Counts (3) and (4): Money Laundering Conspiracy and Money Laundering

“To support a conviction for money laundering under 18 U.S.C. § 1956(a)(1), the government must prove[Webster] (1) engaged in a financial transaction which involved proceeds from specified illegal activity, (2) knew the proceeds were from illegal activity, and (3) intended the transaction ․ to promote the illegal activity.” United States v. Marbella, 73 F.3d 1508, 1514 (9th Cir.1996).

The two money laundering counts are based on Webster's alleged receipt of the $300 wire transfer from his co-conspirators. Webster argues there is no proof that he knew the proceeds were from illegal activity or that he intended the transaction to “promote” drug dealing, relying on testimony stating that the money was wired to Webster as a “loan.”

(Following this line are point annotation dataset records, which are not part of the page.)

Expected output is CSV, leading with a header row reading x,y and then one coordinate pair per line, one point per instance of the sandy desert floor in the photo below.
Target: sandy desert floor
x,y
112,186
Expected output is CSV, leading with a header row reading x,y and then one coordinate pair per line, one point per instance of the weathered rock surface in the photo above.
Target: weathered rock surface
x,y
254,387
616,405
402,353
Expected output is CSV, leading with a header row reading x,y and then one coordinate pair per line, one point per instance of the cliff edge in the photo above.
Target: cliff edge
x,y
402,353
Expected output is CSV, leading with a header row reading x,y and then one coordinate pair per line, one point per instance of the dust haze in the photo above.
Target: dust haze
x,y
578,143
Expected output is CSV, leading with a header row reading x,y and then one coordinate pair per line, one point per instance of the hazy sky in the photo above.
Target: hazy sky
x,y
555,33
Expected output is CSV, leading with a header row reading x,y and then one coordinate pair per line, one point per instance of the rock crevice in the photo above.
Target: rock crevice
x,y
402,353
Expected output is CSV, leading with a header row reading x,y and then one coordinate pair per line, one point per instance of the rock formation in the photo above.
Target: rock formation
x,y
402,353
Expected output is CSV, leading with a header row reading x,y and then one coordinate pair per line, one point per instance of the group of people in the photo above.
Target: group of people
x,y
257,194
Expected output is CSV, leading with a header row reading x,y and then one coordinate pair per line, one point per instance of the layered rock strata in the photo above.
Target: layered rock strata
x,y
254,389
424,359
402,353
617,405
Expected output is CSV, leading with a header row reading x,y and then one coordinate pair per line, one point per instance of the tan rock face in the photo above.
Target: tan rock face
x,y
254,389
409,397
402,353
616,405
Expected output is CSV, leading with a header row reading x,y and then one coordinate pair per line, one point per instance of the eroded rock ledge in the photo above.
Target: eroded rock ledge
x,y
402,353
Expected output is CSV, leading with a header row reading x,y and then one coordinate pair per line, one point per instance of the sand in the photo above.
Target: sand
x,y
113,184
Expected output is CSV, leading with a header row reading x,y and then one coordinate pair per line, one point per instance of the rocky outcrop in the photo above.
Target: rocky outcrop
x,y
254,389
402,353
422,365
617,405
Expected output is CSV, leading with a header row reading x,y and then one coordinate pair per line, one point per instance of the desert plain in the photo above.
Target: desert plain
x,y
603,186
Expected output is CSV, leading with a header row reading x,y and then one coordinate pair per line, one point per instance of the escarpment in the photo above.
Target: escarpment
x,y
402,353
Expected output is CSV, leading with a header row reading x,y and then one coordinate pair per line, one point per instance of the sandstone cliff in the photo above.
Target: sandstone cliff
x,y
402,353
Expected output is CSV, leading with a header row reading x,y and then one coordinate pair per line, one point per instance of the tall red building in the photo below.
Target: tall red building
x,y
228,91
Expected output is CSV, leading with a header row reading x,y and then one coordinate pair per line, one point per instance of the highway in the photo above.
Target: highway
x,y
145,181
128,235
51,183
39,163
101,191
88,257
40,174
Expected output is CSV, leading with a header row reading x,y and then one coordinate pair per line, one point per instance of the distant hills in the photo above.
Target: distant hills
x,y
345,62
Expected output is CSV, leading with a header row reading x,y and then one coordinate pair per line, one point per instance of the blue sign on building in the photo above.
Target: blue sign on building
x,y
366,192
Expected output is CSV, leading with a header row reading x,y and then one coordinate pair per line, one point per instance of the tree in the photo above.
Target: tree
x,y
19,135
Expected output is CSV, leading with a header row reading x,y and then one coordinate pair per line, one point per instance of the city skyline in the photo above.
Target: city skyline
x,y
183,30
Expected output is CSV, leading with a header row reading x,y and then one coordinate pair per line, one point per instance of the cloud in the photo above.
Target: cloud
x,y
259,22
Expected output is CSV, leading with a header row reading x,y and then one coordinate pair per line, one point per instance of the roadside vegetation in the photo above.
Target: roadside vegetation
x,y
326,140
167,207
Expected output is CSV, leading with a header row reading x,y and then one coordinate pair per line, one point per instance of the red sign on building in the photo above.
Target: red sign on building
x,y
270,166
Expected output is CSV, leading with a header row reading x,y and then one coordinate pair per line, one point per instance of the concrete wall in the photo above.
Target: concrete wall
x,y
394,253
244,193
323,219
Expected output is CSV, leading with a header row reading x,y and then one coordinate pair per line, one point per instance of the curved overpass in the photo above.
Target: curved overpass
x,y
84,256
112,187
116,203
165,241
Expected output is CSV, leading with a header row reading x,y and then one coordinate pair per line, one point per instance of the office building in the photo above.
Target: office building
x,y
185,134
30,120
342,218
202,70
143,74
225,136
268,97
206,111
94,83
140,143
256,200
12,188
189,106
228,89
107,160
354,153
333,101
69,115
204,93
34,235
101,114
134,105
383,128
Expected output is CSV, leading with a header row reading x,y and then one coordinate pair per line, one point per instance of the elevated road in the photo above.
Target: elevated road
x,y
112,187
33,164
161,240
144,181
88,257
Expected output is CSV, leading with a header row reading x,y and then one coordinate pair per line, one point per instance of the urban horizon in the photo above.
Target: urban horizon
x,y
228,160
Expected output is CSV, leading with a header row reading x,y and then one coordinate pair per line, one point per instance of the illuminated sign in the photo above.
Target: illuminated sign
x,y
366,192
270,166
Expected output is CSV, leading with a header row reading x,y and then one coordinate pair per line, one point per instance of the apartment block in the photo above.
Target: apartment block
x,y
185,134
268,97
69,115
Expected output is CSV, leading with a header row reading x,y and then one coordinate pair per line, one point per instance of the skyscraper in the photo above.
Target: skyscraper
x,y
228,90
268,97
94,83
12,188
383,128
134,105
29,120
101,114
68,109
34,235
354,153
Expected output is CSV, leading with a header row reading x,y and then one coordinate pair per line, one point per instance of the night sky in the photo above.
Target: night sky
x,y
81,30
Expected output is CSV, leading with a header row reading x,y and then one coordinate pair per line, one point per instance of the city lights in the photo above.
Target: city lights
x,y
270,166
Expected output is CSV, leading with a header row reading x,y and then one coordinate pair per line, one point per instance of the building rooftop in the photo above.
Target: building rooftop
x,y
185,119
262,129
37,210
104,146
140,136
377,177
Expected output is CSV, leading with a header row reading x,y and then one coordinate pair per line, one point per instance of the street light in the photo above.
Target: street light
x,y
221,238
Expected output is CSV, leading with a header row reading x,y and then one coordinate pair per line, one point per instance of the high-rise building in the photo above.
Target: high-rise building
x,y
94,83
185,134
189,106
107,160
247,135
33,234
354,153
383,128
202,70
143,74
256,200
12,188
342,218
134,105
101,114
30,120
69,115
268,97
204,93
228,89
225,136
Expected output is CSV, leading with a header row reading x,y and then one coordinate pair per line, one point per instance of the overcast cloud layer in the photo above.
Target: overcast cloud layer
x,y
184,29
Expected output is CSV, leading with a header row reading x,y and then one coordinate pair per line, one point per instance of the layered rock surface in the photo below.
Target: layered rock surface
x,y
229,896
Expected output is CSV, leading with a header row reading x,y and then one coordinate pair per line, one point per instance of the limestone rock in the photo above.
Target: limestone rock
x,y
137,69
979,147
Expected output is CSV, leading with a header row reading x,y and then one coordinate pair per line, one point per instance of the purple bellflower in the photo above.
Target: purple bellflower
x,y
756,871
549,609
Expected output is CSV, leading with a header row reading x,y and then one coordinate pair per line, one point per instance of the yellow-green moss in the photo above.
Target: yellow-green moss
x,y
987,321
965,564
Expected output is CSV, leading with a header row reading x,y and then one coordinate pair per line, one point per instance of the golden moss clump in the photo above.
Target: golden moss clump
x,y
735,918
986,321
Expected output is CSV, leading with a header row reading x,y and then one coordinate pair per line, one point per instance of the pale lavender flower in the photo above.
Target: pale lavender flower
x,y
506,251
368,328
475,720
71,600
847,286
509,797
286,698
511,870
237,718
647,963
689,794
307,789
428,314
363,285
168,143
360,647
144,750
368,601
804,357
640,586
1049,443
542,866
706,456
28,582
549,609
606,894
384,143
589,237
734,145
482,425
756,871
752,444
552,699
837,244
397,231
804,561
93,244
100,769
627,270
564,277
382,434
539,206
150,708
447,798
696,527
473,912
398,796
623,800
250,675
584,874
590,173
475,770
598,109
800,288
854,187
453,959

We conclude that sufficient evidence supports Webster's money laundering convictions. A sender of the wire transfer testified that the money was “proceeds” from the drug distribution scheme, and that, when he expressed reservations about wiring the money, Webster assured him not to worry about it. Indeed, all financial dealings between the senders of the money and Webster centered on drug sales, which were occurring regularly during this period. Thus, the jury could rationally conclude that the “loan,” like the prior “kickback,” was intended to promote the drug distribution scheme and that Webster knew the proceeds were from illegal activities.

AFFIRMED.

FOOTNOTES

1.  One month after the district court entered judgment in this case, Congress amended 18 U.S.C. § 1956 to define “proceeds” as “any property derived from or obtained or retained, directly or indirectly, through some form of unlawful activity, including the gross receipts of such activity.” 18 U.S.C. § 1956(c)(9). Because the amended definition matches the applicable definition of “proceeds” in this case, we need not consider the effect of the intervening amendment.